“It was clear he was fired for his faith, and firing a public employee because he doesn’t pass a religious test is blatantly unlawful,” ADF Senior Counsel David Cortman told reporters on Wednesday. “Think about how dangerous a concept this is, that someone can be fired if their religious beliefs differ from the city’s.”
A spokeswoman for Reed said the city will “vigorously defend” the decision. The mayor has repeatedly said Cochran’s judgment — and not his faith — is why he was terminated after serving a 30-day suspension without pay.
“The totality of his conduct… reflected poor judgment and failure to follow clearly defined work protocols,” spokeswoman Jenna Garland said in a statement Wednesday.

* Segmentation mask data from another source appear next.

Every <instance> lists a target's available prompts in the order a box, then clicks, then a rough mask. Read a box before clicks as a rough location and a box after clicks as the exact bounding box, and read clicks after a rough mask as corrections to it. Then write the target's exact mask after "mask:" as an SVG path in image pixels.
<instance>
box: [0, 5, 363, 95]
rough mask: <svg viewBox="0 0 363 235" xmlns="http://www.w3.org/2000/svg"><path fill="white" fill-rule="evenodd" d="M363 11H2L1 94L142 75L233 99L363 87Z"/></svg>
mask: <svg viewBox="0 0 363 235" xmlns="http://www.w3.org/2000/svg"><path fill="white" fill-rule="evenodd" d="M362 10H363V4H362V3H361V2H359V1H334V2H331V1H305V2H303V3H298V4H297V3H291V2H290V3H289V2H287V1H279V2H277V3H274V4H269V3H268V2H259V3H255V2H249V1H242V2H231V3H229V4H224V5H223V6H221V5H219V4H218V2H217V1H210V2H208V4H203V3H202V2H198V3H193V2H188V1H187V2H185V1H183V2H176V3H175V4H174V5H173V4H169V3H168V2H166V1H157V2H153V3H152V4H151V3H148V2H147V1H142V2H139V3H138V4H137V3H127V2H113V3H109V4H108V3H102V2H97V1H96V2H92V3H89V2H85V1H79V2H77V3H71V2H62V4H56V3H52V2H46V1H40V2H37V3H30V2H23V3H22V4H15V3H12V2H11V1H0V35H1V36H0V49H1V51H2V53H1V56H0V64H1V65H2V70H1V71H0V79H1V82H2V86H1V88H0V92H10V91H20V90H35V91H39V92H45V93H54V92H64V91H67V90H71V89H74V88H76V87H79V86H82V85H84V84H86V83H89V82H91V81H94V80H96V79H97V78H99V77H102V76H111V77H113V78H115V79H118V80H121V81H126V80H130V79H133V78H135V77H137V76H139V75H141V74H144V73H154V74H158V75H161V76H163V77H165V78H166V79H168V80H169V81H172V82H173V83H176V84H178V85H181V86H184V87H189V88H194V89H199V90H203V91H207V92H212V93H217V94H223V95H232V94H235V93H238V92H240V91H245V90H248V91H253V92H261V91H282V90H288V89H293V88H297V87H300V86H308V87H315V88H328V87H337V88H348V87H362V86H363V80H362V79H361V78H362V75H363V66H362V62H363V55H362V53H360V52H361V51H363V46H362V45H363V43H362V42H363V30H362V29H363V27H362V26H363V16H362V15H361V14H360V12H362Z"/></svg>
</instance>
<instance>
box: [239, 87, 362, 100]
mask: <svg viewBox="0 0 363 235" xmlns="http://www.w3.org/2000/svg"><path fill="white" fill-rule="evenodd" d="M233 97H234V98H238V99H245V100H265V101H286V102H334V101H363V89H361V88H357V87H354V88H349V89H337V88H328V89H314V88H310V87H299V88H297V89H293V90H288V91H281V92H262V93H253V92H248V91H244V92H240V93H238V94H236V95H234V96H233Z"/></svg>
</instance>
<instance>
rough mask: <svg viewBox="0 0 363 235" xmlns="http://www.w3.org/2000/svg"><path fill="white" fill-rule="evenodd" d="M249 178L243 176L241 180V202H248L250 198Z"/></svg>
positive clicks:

The decorated fire chief was ousted from Reed's administration in early January for what the mayor said was a breach in protocol in Cochran's decision to publish "Who Told You That You Are Naked?" At issue are passages within the 162-page book that describe homosexuality as a "sexual perversion" akin to bestiality.
Many decry the passages as offensive and anti-gay, while others see it as a valid expression of Cochran’s religious beliefs.
Reed maintains that he fired Cochran because the chief didn’t have the required clearance from the city’s ethics office to publish the book, identified himself as the fire chief in its pages and then disobeyed Reed’s request to not speak publicly during the suspension.
And by distributing the book to a small number of employees, Cochran “risked sending a message to his staffers that they were expected to embrace his beliefs,” Garland said Wednesday.
The city found no evidence during its investigation of Cochran that his beliefs have played a role in his leadership.
The chief, who served under former Mayor Shirley Franklin and President Barack Obama, has since become the poster child for a religious liberty bill now under consideration in the Georgia General Assembly.
Cochran said he filed the legal challenge because of its broader implications.
"While I was fired for my faith … it's ultimately not just about Kelvin Cochran," he said. "It's about the future of freedom of speech and freedom of religion in the United States of America."
In the 54-page lawsuit, the ADF asks Reed to reinstate the decorated fire chief and compensate him for lost wages.
Atlanta civil rights attorney Lee Parks believes Reed overstepped his legal authority, and what’s called “prohibition against prior restraint,” in saying Cochran must have received prior approval before publishing the book.
“In other words, the mayor can’t issue a memo to the fire department to say: ‘Before you [use] Twitter, check with me,’” Parks said.
He thinks Reed's argument that Cochran needed approval from the ethics office before pursuing an outside income venture "only works for them if they can show the outside venture violated ethics code. Authoring a book does not."
Parks, who specializes in discrimination and wrongful termination litigation, said Cochran has a compelling case.
“Do I think what Cochran said makes sense? No; it’s despicable,” Parks said. “But does he have a right to say it? Yeah, that’s the whole point of the Constitution.”